Reminders for Market Sanity

Following the stock market's steep decline on November 20, Paul Larson, an equities strategist at Morningstar, penned the article "Five Reminders for Market Sanity."  As follows is an excerpt:

It has been yet another very rough day to be an investor in stocks, with the S&P down another 7% today and approaching a 50% loss for the year.  Let's not mince words.  This is literally the worst market crash since the Great Depression.  We've been living with the incessant volatility and downward movement in the markets for months now, and I am at loss for words that I have not already uttered several times before.  Here is what I keep reminding myself while trying to keep my head in this difficult time...

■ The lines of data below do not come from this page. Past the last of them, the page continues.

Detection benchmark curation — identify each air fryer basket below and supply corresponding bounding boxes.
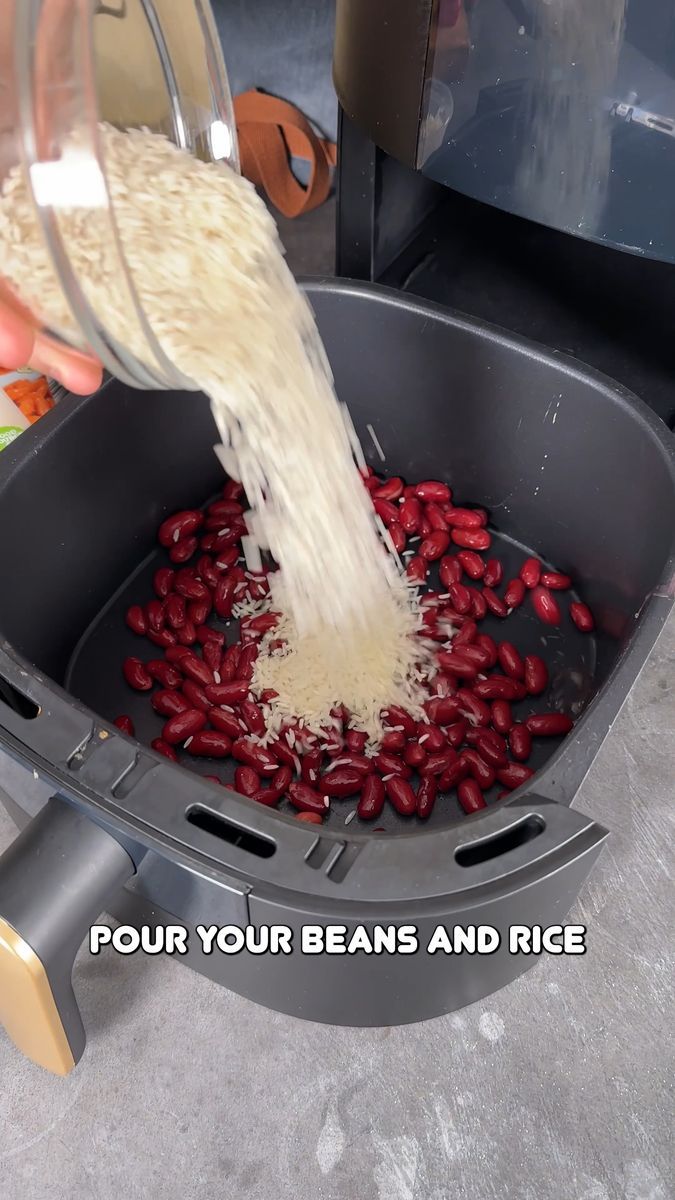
[0,282,675,1070]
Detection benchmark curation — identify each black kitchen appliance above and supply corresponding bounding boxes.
[0,282,675,1073]
[334,0,675,427]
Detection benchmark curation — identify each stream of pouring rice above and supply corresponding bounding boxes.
[0,126,429,740]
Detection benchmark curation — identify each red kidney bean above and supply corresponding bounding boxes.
[185,730,232,758]
[453,638,492,671]
[438,758,468,792]
[446,716,468,750]
[569,600,596,634]
[145,659,183,689]
[438,554,461,589]
[483,558,504,588]
[380,730,406,754]
[214,575,237,620]
[476,730,508,768]
[504,580,526,608]
[456,688,491,725]
[381,704,417,738]
[150,738,178,762]
[153,566,175,600]
[300,749,323,787]
[508,724,532,762]
[374,475,404,500]
[388,521,407,554]
[180,650,211,703]
[476,634,497,667]
[174,568,211,600]
[436,650,479,679]
[399,496,422,538]
[169,538,196,565]
[466,725,507,754]
[222,479,244,500]
[404,742,426,770]
[518,557,542,588]
[288,782,328,816]
[468,588,488,620]
[121,658,153,691]
[162,708,207,746]
[234,767,262,797]
[239,700,265,738]
[418,745,458,778]
[483,588,508,618]
[125,604,148,634]
[317,767,364,797]
[525,654,549,696]
[472,676,526,700]
[207,706,244,739]
[202,641,222,678]
[147,629,178,650]
[419,529,450,563]
[252,767,293,808]
[491,700,513,733]
[424,503,448,533]
[345,730,368,754]
[497,642,525,679]
[497,762,534,792]
[187,599,211,637]
[207,499,244,518]
[446,509,485,528]
[458,779,485,814]
[384,775,417,817]
[219,642,241,683]
[165,646,190,667]
[183,679,211,713]
[414,479,453,504]
[525,713,574,738]
[460,750,495,792]
[195,554,220,588]
[424,695,460,725]
[165,592,187,629]
[453,620,478,648]
[452,528,492,550]
[448,583,471,617]
[113,713,136,738]
[532,586,560,625]
[453,550,485,578]
[539,571,572,592]
[145,600,165,634]
[174,620,197,646]
[357,775,384,821]
[237,644,258,683]
[416,775,438,821]
[418,721,448,754]
[232,738,279,775]
[213,545,244,573]
[204,678,250,704]
[269,738,297,770]
[157,509,204,548]
[374,498,399,526]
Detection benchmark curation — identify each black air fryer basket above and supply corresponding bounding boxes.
[0,282,675,1070]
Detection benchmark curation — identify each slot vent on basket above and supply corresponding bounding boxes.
[185,804,276,858]
[455,815,546,866]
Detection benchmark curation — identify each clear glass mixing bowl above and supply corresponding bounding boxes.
[0,0,239,388]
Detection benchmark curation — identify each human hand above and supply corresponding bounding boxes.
[0,286,103,396]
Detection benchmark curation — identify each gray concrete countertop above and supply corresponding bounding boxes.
[0,617,675,1200]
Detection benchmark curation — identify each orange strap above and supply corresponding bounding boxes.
[234,91,338,217]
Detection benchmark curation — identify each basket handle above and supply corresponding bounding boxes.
[0,796,135,1075]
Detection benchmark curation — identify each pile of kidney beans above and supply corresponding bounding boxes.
[115,468,593,824]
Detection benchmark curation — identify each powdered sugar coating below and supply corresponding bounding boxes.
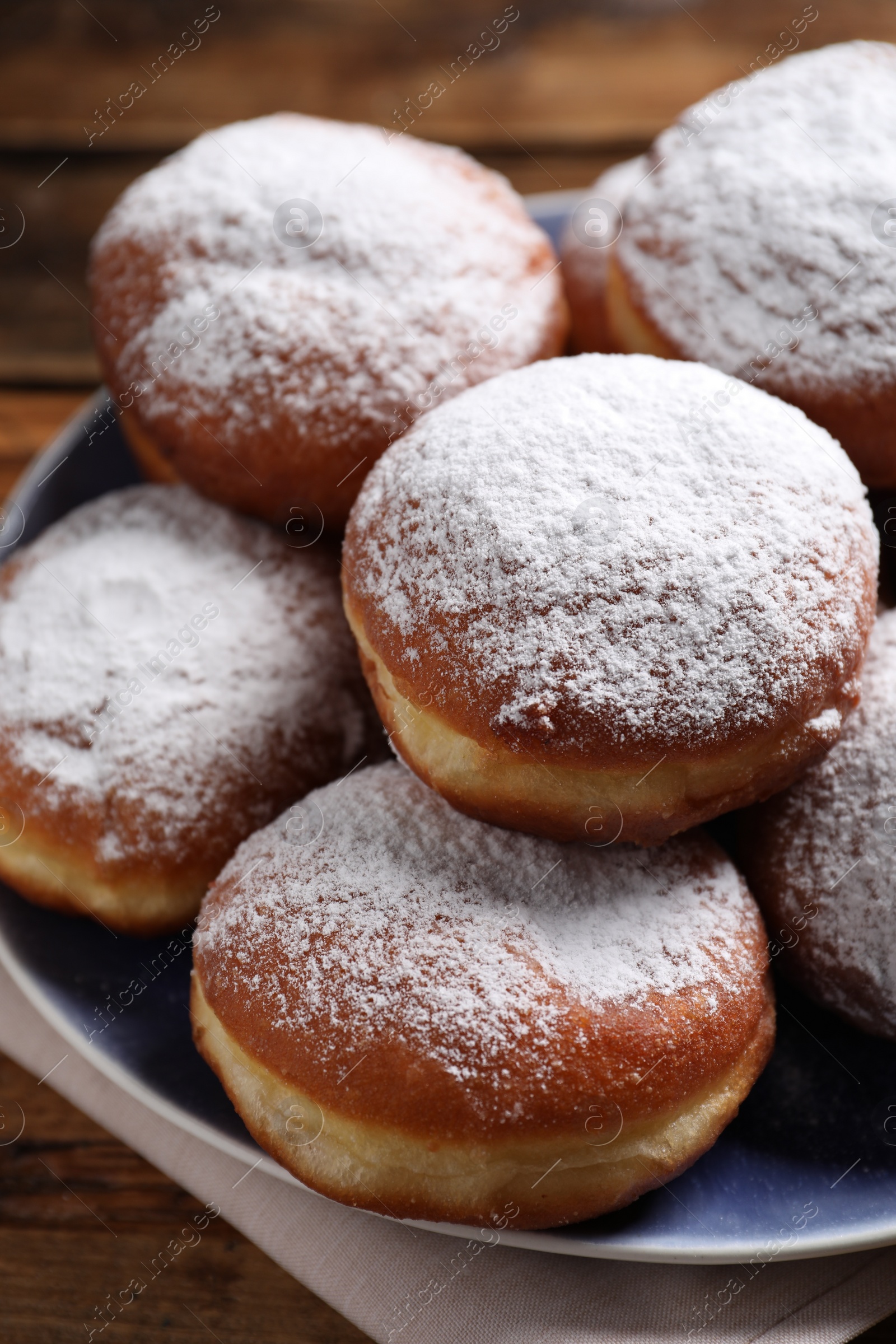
[617,41,896,404]
[750,612,896,1038]
[0,485,365,871]
[93,113,562,503]
[344,355,877,763]
[195,763,764,1121]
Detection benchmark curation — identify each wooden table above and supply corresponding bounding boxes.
[0,0,896,1344]
[0,390,896,1344]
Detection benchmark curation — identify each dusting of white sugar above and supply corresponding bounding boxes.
[617,41,896,398]
[345,355,877,763]
[757,612,896,1036]
[93,114,562,462]
[195,763,760,1118]
[0,485,365,863]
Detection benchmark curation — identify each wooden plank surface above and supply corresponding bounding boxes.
[0,1055,368,1344]
[0,0,896,1344]
[0,389,896,1344]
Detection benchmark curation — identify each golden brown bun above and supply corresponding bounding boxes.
[343,355,877,844]
[0,485,381,935]
[740,612,896,1040]
[192,763,774,1227]
[601,41,896,487]
[90,113,568,531]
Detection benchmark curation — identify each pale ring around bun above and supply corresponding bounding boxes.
[192,763,774,1227]
[343,355,877,846]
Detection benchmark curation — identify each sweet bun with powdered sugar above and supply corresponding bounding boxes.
[583,41,896,487]
[741,612,896,1040]
[192,762,774,1229]
[343,355,879,844]
[0,485,381,934]
[90,113,568,530]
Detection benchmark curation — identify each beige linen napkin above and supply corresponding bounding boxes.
[0,968,896,1344]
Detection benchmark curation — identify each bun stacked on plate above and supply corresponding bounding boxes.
[564,41,896,487]
[0,485,375,934]
[90,113,568,530]
[0,66,892,1227]
[192,763,774,1227]
[343,355,877,844]
[741,612,896,1040]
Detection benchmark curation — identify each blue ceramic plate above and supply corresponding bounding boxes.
[0,192,896,1274]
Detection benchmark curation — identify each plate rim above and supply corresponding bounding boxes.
[0,323,896,1264]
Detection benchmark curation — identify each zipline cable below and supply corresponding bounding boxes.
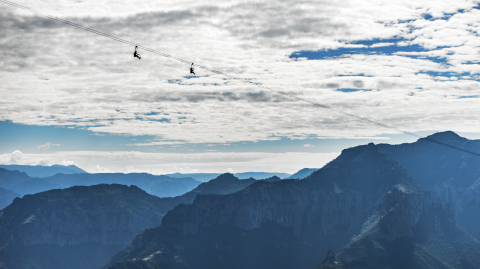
[0,0,480,157]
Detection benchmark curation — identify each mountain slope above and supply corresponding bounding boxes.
[285,168,319,179]
[0,184,167,269]
[0,187,21,210]
[340,191,480,269]
[166,172,290,182]
[109,144,432,269]
[378,132,480,240]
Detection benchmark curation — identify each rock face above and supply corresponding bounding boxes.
[340,188,480,269]
[0,184,167,269]
[110,144,435,269]
[378,132,480,240]
[0,187,21,210]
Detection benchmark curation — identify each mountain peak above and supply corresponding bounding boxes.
[426,131,466,141]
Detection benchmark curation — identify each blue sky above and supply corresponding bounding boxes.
[0,0,480,173]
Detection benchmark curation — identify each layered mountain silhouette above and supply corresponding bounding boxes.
[0,132,480,269]
[166,172,290,182]
[0,168,200,197]
[0,187,21,210]
[0,164,87,177]
[0,171,262,269]
[104,144,472,269]
[378,131,480,240]
[0,184,167,269]
[286,168,319,179]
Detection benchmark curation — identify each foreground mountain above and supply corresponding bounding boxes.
[0,187,21,210]
[0,168,200,197]
[0,164,87,177]
[0,184,167,269]
[109,144,450,269]
[340,190,480,269]
[378,132,480,240]
[285,168,319,179]
[166,172,290,182]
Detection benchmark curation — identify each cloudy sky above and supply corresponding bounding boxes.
[0,0,480,174]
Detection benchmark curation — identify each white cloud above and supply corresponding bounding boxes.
[0,151,339,175]
[37,142,60,150]
[0,0,480,148]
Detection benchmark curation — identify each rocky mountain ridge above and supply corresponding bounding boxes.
[110,144,436,269]
[0,184,167,268]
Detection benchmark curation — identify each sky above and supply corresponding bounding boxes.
[0,0,480,174]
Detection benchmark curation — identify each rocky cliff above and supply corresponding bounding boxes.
[110,144,435,269]
[378,132,480,239]
[0,187,21,210]
[0,184,167,269]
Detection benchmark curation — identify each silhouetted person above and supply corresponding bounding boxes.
[133,46,142,59]
[190,63,195,76]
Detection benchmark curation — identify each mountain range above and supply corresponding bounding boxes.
[0,168,200,197]
[0,132,480,269]
[166,172,291,182]
[105,132,480,269]
[0,164,87,177]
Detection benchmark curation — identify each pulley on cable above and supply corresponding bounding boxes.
[190,63,195,76]
[133,46,142,60]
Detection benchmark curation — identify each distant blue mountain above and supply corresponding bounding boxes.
[0,168,200,197]
[0,164,87,177]
[285,168,320,179]
[166,172,290,182]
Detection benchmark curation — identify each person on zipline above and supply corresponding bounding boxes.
[190,63,195,76]
[133,46,142,60]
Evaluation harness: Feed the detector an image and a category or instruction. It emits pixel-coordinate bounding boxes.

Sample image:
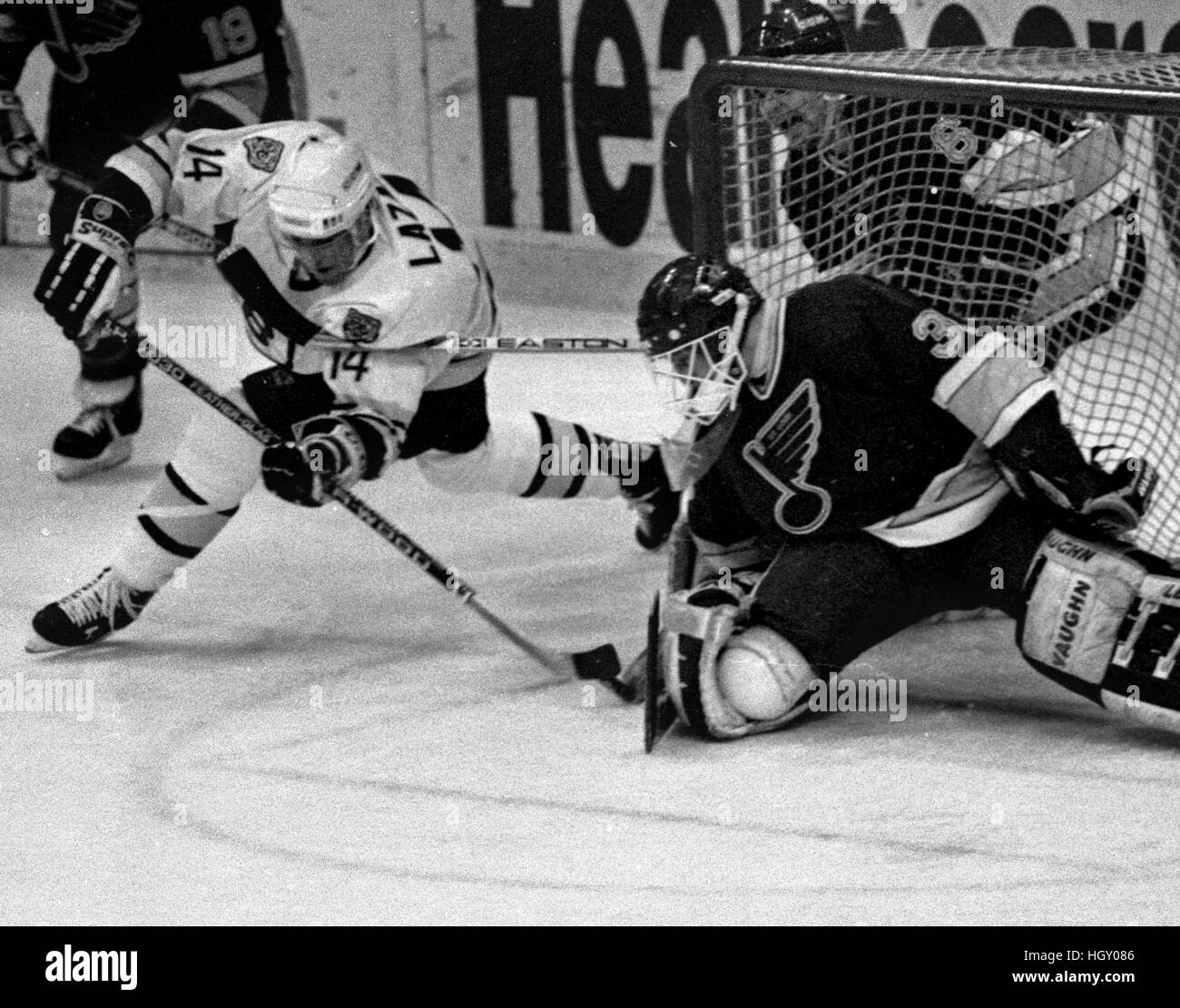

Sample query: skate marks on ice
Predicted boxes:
[94,612,1180,922]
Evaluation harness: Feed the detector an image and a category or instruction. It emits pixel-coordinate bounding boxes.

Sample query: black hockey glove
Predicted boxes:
[1004,458,1159,539]
[0,88,42,181]
[33,193,138,339]
[262,413,405,507]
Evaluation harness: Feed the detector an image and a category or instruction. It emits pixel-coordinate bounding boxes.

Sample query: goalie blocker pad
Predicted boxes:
[1016,531,1180,732]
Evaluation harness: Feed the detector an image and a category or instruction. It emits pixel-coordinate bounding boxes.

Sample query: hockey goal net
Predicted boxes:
[691,48,1180,558]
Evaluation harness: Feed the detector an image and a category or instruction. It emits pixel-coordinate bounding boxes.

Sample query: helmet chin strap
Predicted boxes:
[735,298,776,381]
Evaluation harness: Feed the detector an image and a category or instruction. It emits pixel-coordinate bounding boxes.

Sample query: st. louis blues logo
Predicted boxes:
[44,0,143,83]
[741,378,832,535]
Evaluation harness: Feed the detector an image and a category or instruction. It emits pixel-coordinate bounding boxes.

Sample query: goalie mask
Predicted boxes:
[741,0,849,147]
[268,137,377,285]
[637,256,762,426]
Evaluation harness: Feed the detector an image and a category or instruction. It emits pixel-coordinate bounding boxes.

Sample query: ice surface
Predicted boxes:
[0,250,1180,925]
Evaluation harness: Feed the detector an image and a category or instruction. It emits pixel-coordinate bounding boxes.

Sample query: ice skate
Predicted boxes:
[25,567,156,654]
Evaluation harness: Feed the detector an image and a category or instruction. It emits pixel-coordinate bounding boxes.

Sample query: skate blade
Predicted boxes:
[25,630,70,654]
[54,434,133,484]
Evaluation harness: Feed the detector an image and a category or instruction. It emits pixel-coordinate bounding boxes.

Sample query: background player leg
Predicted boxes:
[26,398,262,652]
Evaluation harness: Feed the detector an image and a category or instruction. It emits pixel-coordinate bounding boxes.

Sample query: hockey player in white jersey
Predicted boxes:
[30,122,679,651]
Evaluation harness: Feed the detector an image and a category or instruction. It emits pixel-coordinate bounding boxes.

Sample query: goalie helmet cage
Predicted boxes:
[689,47,1180,559]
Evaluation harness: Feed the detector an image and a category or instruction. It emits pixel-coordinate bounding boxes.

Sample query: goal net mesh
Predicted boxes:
[693,48,1180,558]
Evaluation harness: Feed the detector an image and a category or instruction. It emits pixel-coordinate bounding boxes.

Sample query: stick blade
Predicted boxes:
[570,643,638,704]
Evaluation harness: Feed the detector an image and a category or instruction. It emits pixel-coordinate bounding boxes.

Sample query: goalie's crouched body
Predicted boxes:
[640,257,1180,739]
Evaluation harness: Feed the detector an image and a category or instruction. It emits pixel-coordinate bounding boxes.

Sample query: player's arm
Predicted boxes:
[849,279,1154,534]
[262,347,449,507]
[0,21,40,181]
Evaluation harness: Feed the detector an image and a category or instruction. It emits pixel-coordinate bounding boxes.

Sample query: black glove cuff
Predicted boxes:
[78,192,139,245]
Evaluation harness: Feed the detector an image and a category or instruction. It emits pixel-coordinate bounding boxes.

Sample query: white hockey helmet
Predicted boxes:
[268,135,377,284]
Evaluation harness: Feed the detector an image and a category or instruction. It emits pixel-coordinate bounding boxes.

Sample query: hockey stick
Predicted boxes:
[26,149,641,354]
[97,318,634,702]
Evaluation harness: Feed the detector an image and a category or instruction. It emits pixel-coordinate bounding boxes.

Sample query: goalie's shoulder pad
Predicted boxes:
[1018,531,1147,685]
[658,583,811,739]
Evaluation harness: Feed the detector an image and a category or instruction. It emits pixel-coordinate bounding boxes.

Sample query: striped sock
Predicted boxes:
[111,462,237,591]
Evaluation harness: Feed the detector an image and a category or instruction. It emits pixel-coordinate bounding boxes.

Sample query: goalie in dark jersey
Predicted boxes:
[0,0,306,479]
[638,256,1180,739]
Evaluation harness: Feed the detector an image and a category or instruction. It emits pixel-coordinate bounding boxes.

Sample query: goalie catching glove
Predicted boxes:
[0,88,42,181]
[658,572,811,739]
[262,411,405,507]
[33,194,139,339]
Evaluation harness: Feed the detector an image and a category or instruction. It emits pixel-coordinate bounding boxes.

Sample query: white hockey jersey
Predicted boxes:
[107,122,498,422]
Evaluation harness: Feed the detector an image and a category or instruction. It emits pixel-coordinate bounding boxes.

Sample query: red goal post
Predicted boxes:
[689,47,1180,556]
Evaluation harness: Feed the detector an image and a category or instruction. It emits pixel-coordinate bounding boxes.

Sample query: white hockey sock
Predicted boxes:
[111,396,262,591]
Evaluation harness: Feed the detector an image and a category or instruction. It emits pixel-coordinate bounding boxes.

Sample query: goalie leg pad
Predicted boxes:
[1018,532,1180,732]
[660,591,811,739]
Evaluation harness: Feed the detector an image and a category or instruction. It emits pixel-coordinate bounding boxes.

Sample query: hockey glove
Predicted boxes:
[1004,458,1159,539]
[0,90,42,181]
[262,413,405,507]
[33,193,138,339]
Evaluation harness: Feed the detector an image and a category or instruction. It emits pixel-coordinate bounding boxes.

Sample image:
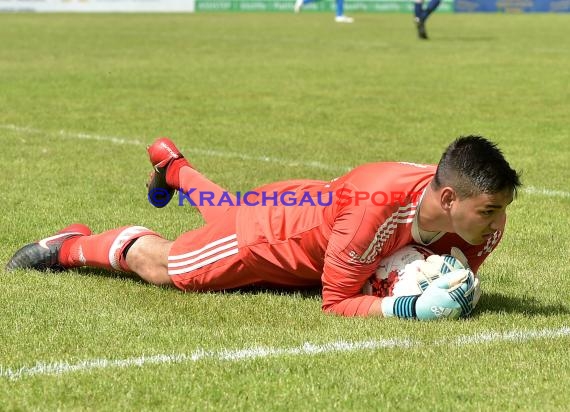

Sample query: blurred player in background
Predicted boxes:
[294,0,354,23]
[414,0,441,40]
[7,136,520,320]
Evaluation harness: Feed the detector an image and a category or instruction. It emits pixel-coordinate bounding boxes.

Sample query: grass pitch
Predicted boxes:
[0,13,570,411]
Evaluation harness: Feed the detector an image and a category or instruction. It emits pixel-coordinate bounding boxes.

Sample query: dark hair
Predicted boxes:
[432,136,521,198]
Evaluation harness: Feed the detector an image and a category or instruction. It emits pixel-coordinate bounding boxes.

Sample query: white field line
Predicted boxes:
[0,326,570,381]
[0,124,344,173]
[0,124,570,199]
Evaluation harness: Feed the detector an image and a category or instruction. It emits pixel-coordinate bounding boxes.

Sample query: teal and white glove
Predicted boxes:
[382,269,480,320]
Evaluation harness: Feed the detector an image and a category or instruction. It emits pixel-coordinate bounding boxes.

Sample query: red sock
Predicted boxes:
[59,226,160,272]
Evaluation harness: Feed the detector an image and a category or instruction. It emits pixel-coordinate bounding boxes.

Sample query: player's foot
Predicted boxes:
[334,15,354,23]
[146,137,189,207]
[6,223,91,271]
[414,17,428,40]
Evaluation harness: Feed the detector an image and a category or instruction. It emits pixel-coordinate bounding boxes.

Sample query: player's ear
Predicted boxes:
[439,186,457,212]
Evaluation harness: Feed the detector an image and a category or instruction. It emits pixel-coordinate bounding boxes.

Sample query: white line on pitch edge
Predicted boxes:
[0,124,570,199]
[0,326,570,380]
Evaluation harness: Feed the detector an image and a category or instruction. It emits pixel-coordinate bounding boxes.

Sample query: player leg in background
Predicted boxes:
[294,0,354,23]
[147,137,236,223]
[6,223,173,285]
[414,0,441,40]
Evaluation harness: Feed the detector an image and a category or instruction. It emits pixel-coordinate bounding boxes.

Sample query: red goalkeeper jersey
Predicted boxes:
[237,163,504,316]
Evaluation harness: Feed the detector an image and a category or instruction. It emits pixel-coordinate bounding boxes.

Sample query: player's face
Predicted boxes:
[450,190,513,245]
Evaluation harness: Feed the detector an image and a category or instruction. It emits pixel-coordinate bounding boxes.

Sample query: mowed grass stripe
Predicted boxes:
[0,326,570,380]
[0,124,570,198]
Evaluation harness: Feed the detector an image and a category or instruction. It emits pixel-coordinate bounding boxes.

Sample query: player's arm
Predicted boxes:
[321,206,386,316]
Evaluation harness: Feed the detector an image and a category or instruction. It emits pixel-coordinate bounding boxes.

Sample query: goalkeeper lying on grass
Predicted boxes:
[7,136,520,320]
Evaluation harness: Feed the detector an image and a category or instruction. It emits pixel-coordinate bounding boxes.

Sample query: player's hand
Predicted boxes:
[415,269,474,320]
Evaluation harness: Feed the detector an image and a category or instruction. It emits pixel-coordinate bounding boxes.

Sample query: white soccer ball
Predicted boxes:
[362,245,434,297]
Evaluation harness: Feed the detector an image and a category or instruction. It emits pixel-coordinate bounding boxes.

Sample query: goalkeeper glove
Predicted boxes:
[382,269,480,320]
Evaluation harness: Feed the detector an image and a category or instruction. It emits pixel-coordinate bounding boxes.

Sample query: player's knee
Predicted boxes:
[126,236,172,285]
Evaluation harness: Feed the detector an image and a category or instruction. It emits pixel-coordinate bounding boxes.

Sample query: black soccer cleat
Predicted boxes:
[414,17,428,40]
[6,223,91,272]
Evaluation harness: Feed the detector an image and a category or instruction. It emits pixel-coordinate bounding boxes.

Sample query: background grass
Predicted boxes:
[0,13,570,411]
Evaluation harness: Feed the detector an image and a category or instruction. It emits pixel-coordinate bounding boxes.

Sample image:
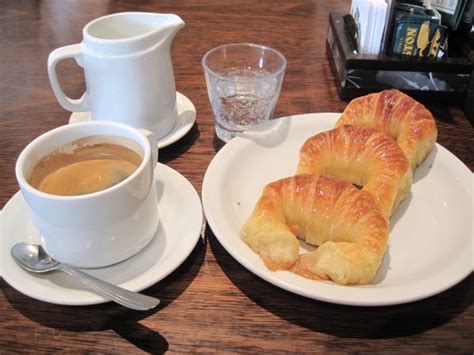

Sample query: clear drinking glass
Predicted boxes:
[202,43,286,142]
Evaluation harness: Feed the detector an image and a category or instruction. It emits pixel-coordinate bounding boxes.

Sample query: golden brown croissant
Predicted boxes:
[240,175,388,284]
[297,126,412,217]
[336,89,438,169]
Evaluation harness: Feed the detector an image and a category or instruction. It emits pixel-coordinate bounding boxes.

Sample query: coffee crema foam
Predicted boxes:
[28,138,142,196]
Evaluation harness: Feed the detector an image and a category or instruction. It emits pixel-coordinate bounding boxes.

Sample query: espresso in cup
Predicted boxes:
[15,121,159,267]
[28,136,142,196]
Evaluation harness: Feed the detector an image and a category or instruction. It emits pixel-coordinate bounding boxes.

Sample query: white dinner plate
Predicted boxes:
[0,164,203,305]
[69,92,196,149]
[202,113,473,306]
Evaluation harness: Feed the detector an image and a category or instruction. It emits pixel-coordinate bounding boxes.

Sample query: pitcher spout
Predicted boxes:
[159,14,184,41]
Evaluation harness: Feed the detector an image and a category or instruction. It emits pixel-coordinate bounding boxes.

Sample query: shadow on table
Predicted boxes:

  1. The market is inherently volatile, and there is no telling when the volatility is going to stop (or where the bottom is).  Only invest money that you will not need for a couple of years.

  2. We are in a recession--one that is going to be more severe and protracted than average.  However, that does not mean the end of the world.  Our country has lived through many recessions before, and we will live through this one, too.

  3. The intrinsic value of a stock is the value of the discounted cash flow the underlying business will generate in coming years.  The cash flows of our companies are not anywhere close to as volatile as stocks have been recently.

  4. While our companies are dealing with the recession and we are likely to see a material contraction in earnings in the coming quarters, this does not mean that the companies are in permanent decline.  The market likes to extrapolate recent short-term trends, but those extrapolations lead to wrong conclusions in periods like this.

  5. All the evidence I have points to the fact that very many stocks are ridiculously cheap, assuming we are not headed toward Great Depression Part Two.  (An assumption I'm willing to make, given the massive and global government stimulus being applied.)  As I've said before, valuation ratios in the modern stock market have never been this low without high inflation, and inflation is the last of our concerns at this moment.